Raten Sie mal, woraus Würze besteht? Zum Beispiel aus Sojaexpeller, der in Salzsäure aufgelöst wurde. Wissen Sie, daß deutscher Kaviar nichts anderes ist als das aromatisierte und gefärbte Gelege eines knorpeligen Fisches namens Lump? Oder woher der Flüssigrauch für unsere sauberen deutschen Wurstwaren kam? Aus der Rauchgasreinigung besonders ergiebiger Schlote. Es gibt kaum etwas, das nicht als Rohstoff herhalten mußte, angefangen von den Sulfitablaugen der Papierfabriken zur Vanillingewinnung bis hin zu den sprichwörtlichen Chinesenhaaren für den Cystein-Zusatz im Brötchen.

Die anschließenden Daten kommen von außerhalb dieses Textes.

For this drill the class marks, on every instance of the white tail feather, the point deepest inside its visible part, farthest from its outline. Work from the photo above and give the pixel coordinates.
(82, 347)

Doch zurück zur Würze. Die Mehrheit der Bundesbürger bevorzugt zur Verfeinerung ihrer Speisen Flüssigwürze oder Brühwürfel. Wer aber glaubt, damit die ungestüme Kraft des Rindermuskels zu tanken, irrt. Keine Rede von Fleischeslust. Die Grundlage bilden Sojaschrote und Maiskleber. Sojaschrot fällt an, wenn das Öl mit Leichtbenzin aus der Bohne gelöst wird; Maiskleber ist ein Abfallprodukt der Zuckerherstellung (Glucosesirup). Die Herstellung ist simpel: Das Eiweiß wird mit viel konzentrierter Salzsäure gekocht, bis es sich auflöst, und dann mit Natriumcarbonat oder konzentrierter Natronlauge neutralisiert. Dabei entsteht jede Menge Kochsalz. Die Lösung wird filtriert und gelagert.

Sie sind Vegetarier? Sie verwenden sowieso nur Hefepaste zum Würzen? Der unverwechselbaren Beigeschmack dieses natürlichen Fleischsaftimitats kommt von einem Abbauprodukt des Vitamins B1. Am elegantesten und schonendesten wird es durch die „Selbstverdauung“ der Hefe, die Autolyse, gewonnen: Zunächst läßt der Produzent die Hefe auf Zucker oder Melasse mit allerlei Nährzusätzen wachsen. Dann folgen ein Hitzeschock oder eine Zugabe von Salz mit einem Lösungsmittel wie Trichloräthylen. Nach 24 Stunden hat sich die Hefe zersetzt. Für bessere Qualitäten werden die unlöslichen Zelltrümmer abgetrennt und das Autolysat eingedickt.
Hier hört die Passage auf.